Paul the Apostle

We finished the Beth Moore study on Paul last week, and I've been doing some thinking. People have asked me if I named my son after Paul the Apostle. I deadpan. "No, I named him after Paul Newman." (Interestingly, when I was pregnant--the best time of my life, and I felt great the whole time--my husband and I said we needed to make a decision about the baby's name. The first choice for both of us was Paul, with an "A" name as middle. He said Allen, I said Andrew, and I won, in honor of Scottish heritage, of course. That was the easiest decision in our marriage!)

Back to the point. After Paul is converted, Ananias is sent to him. Ananias is wary of this idea, and understandably protests that this is the man who has been killing Christians. Ananias is one of those unsung Bible heroes. Who of us would have gone to Paul? God's answer to Ananias is, among other statements, "Paul must learn how much he will suffer for the gospel's sake."

Of all the things God could have told Ananias, why this? And why did Paul go through so much for the gospel (well, for one reason, God just said he would). I think it has to do with empathy.

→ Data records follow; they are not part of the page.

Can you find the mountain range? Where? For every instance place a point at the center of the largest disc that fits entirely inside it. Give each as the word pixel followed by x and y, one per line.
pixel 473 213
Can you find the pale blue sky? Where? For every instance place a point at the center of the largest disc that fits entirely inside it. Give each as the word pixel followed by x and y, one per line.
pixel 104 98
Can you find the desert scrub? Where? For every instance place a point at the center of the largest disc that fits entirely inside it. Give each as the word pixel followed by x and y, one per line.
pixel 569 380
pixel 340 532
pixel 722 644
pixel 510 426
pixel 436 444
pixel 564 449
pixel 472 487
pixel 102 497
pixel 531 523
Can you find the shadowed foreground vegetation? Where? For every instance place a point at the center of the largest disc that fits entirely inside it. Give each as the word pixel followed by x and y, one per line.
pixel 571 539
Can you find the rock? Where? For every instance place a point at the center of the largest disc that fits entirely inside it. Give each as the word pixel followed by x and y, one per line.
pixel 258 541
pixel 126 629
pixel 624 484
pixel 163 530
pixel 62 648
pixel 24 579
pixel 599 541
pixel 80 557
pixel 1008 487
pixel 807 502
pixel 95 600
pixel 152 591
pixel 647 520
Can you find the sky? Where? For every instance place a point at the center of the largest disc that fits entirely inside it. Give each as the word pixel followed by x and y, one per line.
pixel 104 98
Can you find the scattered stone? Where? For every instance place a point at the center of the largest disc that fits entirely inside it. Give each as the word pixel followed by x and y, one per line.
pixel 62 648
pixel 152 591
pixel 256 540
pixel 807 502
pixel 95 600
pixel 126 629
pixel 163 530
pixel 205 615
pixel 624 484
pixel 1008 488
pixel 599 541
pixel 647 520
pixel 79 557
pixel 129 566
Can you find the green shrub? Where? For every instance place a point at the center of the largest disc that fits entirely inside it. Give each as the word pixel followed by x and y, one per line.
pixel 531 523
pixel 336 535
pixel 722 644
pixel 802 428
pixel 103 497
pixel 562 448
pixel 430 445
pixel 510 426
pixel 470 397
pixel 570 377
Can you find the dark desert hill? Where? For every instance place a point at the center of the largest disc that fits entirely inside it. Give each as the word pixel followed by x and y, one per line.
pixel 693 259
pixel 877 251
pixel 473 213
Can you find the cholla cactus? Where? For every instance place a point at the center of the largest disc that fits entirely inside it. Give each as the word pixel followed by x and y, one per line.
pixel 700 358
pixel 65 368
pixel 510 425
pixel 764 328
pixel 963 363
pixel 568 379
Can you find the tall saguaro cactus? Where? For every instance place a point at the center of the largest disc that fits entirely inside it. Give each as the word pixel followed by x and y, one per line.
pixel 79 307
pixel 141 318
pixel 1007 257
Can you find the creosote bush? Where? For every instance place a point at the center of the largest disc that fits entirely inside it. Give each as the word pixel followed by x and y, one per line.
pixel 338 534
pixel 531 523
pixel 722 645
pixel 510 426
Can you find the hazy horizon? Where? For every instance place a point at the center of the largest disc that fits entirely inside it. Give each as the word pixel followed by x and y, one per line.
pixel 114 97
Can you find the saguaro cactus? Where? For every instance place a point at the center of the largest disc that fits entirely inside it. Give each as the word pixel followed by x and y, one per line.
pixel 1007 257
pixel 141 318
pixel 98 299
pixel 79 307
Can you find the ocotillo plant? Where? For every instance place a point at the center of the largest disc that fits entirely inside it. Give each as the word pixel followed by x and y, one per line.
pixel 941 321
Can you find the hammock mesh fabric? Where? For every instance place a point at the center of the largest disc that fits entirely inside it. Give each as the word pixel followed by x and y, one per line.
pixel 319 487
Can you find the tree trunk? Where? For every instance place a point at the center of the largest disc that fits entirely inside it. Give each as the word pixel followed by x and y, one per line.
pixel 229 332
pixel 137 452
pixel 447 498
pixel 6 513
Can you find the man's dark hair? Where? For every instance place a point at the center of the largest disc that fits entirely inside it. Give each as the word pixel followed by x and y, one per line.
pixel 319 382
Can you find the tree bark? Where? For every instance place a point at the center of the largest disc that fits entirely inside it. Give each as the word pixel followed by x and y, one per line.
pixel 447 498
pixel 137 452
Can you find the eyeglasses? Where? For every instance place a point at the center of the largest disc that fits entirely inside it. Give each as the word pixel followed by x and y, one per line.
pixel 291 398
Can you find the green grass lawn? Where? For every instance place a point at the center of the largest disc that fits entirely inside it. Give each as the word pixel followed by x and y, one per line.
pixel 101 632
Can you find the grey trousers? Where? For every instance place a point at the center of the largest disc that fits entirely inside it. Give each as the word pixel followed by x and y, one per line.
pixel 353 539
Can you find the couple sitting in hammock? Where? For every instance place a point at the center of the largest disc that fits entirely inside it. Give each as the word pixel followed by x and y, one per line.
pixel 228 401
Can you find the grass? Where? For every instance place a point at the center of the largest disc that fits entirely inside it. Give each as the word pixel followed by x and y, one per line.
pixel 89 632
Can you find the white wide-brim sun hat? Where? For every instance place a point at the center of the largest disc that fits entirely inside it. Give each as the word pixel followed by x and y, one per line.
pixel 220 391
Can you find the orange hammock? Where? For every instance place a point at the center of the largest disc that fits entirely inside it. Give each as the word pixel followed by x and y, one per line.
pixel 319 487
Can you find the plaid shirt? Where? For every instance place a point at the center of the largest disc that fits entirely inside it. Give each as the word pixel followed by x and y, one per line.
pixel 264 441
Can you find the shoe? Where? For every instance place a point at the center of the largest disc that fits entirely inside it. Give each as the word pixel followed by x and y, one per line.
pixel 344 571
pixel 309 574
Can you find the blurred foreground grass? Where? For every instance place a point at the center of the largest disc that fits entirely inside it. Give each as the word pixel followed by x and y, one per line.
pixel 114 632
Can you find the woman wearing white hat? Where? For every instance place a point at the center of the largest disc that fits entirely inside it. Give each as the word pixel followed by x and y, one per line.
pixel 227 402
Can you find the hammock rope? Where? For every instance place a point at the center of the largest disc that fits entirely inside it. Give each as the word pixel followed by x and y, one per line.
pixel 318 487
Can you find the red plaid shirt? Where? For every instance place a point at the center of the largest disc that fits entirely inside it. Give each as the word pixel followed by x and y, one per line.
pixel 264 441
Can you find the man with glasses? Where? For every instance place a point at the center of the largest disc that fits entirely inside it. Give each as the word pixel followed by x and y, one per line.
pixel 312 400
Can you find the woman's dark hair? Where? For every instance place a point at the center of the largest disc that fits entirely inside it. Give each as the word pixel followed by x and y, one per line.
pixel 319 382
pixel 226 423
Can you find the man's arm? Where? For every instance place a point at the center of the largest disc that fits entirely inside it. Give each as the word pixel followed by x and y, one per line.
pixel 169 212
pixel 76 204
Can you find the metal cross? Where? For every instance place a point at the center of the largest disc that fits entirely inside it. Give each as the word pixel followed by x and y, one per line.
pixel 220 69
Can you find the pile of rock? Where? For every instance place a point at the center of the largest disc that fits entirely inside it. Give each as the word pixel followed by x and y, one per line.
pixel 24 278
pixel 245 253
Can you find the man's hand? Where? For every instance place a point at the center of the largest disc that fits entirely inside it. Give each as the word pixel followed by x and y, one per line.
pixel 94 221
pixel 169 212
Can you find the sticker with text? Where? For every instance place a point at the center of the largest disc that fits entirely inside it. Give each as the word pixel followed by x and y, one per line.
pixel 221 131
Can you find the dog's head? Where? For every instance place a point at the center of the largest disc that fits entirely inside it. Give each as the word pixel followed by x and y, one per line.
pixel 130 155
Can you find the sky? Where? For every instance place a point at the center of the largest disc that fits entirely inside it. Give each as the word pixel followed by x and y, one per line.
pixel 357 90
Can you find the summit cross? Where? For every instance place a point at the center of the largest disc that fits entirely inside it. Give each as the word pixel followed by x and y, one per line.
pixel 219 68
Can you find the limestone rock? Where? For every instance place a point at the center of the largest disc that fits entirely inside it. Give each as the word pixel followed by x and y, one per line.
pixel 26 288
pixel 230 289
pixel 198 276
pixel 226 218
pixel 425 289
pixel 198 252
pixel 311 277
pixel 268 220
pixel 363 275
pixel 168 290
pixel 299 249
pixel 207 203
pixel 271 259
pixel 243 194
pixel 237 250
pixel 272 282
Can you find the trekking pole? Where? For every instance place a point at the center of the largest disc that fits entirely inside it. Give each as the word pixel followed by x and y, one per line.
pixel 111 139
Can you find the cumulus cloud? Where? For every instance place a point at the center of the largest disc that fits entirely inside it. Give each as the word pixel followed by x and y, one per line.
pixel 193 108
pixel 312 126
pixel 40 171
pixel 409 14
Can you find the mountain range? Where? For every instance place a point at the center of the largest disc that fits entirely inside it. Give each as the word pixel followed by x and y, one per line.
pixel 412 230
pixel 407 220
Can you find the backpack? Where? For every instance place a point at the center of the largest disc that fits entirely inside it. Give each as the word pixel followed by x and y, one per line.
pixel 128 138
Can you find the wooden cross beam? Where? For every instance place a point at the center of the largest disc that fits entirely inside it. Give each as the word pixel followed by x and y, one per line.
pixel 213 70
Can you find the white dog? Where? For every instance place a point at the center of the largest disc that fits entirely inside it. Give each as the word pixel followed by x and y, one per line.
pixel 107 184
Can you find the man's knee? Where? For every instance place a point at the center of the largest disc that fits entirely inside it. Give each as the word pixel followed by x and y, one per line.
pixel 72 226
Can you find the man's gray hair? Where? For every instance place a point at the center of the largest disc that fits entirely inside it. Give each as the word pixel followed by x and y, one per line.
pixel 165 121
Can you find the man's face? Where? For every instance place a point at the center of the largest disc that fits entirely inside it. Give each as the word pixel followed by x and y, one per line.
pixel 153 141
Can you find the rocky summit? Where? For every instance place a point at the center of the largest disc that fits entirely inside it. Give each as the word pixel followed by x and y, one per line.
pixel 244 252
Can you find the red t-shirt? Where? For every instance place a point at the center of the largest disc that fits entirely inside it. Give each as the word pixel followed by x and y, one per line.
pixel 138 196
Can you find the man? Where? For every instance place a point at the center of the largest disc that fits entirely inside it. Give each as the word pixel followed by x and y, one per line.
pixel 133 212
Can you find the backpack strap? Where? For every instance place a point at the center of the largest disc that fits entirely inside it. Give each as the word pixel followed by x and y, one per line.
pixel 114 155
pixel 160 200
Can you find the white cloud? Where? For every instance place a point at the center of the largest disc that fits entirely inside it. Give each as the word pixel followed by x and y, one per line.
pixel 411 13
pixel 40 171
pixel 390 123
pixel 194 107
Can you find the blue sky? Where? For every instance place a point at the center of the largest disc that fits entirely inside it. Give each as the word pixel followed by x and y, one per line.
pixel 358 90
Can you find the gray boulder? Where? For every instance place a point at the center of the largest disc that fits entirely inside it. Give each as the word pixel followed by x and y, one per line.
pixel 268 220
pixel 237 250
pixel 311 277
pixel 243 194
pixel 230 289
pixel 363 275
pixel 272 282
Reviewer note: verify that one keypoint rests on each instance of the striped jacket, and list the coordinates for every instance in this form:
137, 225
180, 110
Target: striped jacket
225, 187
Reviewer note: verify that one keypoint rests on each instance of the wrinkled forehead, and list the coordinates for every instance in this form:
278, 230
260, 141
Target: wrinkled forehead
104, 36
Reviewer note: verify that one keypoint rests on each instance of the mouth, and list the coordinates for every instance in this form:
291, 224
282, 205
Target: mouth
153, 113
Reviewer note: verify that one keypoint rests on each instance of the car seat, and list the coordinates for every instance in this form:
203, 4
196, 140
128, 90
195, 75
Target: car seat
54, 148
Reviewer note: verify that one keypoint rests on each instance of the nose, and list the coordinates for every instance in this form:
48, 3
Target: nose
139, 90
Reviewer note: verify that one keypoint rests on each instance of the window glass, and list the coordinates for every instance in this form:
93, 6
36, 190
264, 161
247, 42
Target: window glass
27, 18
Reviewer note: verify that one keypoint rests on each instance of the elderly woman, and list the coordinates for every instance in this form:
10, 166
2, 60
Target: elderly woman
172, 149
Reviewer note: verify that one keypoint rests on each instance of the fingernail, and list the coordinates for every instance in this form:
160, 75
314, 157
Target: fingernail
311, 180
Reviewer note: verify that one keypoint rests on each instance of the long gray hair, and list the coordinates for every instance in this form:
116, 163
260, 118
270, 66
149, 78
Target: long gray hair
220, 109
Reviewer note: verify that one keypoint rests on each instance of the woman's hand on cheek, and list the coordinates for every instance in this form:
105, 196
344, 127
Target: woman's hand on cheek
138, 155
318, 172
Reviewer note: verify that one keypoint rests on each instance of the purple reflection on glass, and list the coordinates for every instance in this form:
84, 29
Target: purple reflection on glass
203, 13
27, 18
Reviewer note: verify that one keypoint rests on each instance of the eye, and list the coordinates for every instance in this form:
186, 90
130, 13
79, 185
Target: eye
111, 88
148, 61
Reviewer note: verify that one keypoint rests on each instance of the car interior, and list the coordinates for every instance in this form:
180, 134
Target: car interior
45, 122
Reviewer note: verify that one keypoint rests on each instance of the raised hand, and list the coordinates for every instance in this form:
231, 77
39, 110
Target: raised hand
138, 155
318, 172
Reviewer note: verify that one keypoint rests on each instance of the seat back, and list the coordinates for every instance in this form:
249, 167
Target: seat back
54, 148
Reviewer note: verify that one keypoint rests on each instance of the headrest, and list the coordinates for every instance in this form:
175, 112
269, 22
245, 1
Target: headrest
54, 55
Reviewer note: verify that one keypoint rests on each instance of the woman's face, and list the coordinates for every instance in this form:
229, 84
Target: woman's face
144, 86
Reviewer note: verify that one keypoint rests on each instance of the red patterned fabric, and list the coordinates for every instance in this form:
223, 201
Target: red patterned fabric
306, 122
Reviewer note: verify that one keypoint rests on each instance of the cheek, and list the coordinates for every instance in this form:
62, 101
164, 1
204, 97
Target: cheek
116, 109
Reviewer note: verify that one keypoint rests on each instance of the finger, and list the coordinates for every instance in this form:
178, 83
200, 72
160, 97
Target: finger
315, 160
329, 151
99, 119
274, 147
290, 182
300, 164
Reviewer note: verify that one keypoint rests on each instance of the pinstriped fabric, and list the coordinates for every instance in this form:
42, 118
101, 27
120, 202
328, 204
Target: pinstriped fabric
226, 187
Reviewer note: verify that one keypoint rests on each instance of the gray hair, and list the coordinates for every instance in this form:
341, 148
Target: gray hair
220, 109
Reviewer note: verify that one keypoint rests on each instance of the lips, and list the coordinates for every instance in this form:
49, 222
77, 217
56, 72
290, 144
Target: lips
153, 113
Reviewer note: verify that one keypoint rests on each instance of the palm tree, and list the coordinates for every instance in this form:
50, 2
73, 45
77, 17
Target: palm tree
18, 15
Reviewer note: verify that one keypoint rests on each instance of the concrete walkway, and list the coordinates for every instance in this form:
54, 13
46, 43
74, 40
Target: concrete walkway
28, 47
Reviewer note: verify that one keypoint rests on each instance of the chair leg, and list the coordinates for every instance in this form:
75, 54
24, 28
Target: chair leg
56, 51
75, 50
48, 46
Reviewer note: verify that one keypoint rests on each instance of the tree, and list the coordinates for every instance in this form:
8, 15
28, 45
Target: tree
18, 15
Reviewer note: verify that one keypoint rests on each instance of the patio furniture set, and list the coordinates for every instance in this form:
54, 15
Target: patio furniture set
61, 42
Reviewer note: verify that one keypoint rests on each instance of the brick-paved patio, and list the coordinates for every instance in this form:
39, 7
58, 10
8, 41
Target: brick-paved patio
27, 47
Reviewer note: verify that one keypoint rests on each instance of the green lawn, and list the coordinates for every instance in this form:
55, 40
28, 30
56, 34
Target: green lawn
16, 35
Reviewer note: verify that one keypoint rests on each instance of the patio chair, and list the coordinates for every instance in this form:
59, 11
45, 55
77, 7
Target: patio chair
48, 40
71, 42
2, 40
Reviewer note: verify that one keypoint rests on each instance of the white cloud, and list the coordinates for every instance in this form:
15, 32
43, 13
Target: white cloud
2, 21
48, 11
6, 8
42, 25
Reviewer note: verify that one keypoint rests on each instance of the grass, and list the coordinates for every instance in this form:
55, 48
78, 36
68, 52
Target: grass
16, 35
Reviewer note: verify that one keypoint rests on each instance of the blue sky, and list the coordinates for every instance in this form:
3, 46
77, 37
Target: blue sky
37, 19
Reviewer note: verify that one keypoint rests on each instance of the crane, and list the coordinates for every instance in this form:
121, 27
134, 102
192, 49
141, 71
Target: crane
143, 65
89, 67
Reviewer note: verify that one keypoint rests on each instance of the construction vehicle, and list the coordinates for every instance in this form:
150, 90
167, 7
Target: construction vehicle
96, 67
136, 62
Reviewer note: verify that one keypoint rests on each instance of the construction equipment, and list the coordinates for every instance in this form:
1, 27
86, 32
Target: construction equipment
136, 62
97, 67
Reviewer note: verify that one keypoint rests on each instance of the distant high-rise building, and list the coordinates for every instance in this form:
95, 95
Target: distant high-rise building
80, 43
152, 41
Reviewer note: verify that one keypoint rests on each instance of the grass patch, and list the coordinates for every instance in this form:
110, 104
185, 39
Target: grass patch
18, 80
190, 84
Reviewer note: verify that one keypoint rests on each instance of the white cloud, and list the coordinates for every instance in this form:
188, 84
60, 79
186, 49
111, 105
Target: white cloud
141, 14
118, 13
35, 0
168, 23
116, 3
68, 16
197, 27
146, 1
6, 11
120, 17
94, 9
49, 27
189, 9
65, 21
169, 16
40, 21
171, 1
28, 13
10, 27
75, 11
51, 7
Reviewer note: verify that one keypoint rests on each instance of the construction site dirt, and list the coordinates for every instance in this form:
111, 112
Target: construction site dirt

The Paul who wrote the 16th chapter of Romans, where he specifically names at least 26 people, is not the same man who stood by and watched one of his own Jewish people be stoned. Paul in Acts 8 is a zealot of the worst order, with neither sympathy nor empathy for the suffering he is watching or is about to inflict on many families and churches in the region in his hunt for Christians. In Romans 16, not only does he mention Jews, but he mentions Hermes and Narcissus, two believers obviously, from their names, from pagan backgrounds--Gentiles of perhaps the worst order.

So we go from a man who did whatever it took to "cleanse Judaism" of these heretics to a man who had deep personal relationships with all kinds of people. God built empathy into a man who had none. How? I'm sure there was some direct infusion and teaching, but it is clear that the suffering is what did it. I'm sure every time he was whipped he remembered the women and children that he himself might have taken to a lashing.

It's not that I'm saying he was being paid back, punishment for punishment for his sins. No, grace takes care of that. I am saying he had a long way to go to understand human suffering and for him at least it was not something to be learned vicariously. Thus, God's words to Ananias are no coincidence, but a prophecy of what Paul's life would have to be to extricate him from his zealotry and self-righteousness and, I think, almost pathological lack of concern for others. And it worked. It's hard to read Romans 16 and not be moved.

What true miracles grace can do in the human heart.